🤖 RoboSense Track 1: Driving with Language

Official Baseline Implementation for Track 1

Based on DriveBench -- "An Empirical Study from the Reliability, Data, and Metric Perspectives"
(https://github.com/drive-bench/toolkit)

🏆 Prize Pool: $2,000 USD for Track 1 Winners

Challenge Overview

Track 1: Drive with Language challenges participants to develop intelligent driving systems that can understand and act upon natural language instructions in dynamic driving environments. In an era where autonomous vehicles must interpret complex human commands, participants will design algorithms that bridge the gap between natural language understanding and driving actions.
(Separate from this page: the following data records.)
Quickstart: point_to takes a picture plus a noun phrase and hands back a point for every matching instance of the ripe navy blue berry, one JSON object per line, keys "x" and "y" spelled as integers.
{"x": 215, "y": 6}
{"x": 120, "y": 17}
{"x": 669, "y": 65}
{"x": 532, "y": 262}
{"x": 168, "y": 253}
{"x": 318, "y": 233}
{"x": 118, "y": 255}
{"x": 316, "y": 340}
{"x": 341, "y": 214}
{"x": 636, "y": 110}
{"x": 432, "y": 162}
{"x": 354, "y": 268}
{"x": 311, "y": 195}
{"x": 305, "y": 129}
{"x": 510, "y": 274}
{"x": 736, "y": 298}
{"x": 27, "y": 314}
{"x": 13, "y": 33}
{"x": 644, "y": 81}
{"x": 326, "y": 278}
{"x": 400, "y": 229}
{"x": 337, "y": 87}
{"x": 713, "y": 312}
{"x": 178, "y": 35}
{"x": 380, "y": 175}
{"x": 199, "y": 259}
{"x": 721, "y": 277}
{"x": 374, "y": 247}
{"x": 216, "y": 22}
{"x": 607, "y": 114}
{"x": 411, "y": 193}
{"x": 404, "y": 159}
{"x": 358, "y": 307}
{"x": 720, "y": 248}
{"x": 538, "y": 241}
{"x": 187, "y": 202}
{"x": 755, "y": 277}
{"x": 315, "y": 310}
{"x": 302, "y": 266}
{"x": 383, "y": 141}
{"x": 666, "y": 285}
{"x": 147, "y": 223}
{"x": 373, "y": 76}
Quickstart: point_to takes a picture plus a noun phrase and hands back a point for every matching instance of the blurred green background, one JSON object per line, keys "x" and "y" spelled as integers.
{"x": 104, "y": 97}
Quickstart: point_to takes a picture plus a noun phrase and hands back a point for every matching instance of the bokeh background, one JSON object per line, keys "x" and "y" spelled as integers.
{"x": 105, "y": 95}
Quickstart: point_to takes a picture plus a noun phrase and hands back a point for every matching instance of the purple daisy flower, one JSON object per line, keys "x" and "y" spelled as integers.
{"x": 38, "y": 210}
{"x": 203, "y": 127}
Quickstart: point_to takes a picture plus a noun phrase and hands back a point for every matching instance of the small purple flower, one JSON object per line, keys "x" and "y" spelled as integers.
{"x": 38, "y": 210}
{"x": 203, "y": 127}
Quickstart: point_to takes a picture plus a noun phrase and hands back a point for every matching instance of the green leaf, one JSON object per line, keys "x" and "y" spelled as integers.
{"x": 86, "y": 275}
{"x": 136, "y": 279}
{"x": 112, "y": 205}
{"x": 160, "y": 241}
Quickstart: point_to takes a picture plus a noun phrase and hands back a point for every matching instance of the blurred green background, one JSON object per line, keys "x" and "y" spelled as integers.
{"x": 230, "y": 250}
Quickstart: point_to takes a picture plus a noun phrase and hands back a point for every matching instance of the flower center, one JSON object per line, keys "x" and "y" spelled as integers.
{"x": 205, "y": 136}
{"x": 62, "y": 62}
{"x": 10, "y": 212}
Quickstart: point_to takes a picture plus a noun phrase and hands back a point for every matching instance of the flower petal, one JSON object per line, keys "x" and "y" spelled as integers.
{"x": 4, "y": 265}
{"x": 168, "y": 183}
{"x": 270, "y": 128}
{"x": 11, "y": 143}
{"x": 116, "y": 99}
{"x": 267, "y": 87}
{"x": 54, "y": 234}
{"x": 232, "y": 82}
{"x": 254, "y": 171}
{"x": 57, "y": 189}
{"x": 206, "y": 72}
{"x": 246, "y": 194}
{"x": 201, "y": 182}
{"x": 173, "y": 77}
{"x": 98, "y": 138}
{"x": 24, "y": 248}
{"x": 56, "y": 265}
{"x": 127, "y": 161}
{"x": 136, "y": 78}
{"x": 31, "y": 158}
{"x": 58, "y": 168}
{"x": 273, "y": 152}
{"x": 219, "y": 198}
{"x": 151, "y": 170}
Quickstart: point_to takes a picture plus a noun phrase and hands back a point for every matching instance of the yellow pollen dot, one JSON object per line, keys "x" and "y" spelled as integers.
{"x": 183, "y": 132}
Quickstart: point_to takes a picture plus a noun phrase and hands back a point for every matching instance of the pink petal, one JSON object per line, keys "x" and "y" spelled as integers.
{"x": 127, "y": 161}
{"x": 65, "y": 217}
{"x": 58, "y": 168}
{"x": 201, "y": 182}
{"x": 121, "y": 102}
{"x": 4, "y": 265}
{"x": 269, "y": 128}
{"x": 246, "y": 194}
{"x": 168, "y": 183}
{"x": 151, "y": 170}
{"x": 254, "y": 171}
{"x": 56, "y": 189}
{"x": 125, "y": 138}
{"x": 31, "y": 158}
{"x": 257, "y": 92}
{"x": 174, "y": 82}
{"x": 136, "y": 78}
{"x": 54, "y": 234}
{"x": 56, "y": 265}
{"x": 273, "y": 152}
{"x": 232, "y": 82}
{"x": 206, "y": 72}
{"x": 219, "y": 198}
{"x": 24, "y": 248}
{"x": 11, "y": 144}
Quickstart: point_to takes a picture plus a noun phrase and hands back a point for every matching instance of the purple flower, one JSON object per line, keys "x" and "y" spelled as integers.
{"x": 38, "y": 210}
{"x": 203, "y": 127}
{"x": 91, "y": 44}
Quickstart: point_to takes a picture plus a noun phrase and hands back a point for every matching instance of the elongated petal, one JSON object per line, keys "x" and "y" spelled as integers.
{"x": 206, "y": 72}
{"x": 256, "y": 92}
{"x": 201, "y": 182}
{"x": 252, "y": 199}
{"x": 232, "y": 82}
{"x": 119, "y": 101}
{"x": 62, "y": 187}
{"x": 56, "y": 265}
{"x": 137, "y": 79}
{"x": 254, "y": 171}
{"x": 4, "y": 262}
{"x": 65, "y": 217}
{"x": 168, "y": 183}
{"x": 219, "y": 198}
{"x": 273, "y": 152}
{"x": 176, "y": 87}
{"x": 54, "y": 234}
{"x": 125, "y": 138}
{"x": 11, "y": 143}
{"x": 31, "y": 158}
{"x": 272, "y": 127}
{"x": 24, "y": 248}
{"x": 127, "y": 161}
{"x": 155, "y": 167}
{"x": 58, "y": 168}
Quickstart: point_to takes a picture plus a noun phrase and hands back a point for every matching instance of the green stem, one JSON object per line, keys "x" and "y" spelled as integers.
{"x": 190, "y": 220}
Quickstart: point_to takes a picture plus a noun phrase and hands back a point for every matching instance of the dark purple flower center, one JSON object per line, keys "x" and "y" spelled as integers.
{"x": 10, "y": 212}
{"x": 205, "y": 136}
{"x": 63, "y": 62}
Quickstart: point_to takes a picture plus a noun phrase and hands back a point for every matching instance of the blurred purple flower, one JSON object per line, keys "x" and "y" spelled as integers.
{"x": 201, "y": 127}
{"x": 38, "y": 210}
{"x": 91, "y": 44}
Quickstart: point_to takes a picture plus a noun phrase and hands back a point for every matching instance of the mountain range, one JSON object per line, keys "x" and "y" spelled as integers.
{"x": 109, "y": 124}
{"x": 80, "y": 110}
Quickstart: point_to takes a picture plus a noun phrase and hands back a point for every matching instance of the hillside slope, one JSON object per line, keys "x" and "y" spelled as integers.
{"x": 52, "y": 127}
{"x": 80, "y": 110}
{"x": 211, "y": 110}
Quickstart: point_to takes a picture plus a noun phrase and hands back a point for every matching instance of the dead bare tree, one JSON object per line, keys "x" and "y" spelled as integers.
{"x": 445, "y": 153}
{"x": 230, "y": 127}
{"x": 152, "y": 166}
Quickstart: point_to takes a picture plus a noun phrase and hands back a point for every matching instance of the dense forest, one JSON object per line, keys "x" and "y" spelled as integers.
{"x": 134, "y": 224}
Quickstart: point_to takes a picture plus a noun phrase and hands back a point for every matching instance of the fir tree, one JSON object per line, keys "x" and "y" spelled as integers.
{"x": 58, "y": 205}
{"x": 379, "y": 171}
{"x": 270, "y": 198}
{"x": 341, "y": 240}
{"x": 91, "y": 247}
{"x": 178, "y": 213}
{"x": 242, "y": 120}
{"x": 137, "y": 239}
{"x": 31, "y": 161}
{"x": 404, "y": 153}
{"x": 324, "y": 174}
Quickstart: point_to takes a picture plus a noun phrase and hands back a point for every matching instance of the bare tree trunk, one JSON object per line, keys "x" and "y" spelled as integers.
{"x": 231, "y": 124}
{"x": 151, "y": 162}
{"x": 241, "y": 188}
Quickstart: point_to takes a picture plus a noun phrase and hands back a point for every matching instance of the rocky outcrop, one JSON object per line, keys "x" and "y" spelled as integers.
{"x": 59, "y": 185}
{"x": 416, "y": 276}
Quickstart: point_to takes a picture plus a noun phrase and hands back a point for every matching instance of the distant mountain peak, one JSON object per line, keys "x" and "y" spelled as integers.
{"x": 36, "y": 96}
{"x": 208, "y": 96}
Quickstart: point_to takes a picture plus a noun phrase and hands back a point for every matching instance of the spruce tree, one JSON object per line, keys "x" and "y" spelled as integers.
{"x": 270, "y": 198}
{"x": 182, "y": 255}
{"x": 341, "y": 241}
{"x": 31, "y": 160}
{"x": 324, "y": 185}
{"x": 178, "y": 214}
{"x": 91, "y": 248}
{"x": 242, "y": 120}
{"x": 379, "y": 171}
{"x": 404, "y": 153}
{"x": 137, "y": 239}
The challenge focuses on enabling autonomous agents to process commands involving perception, prediction, and planning. Submissions must address key challenges such as accurate scene perception, safe decision-making, and robustness against visual degradation in complex driving scenarios.

🎯 Objectives

This track evaluates the capability of VLMs to answer high-level driving questions in complex urban environments. Given questions including perception, prediction, and planning, and a multi-view camera input, participants are expected to answer the question given the visually corrupted images.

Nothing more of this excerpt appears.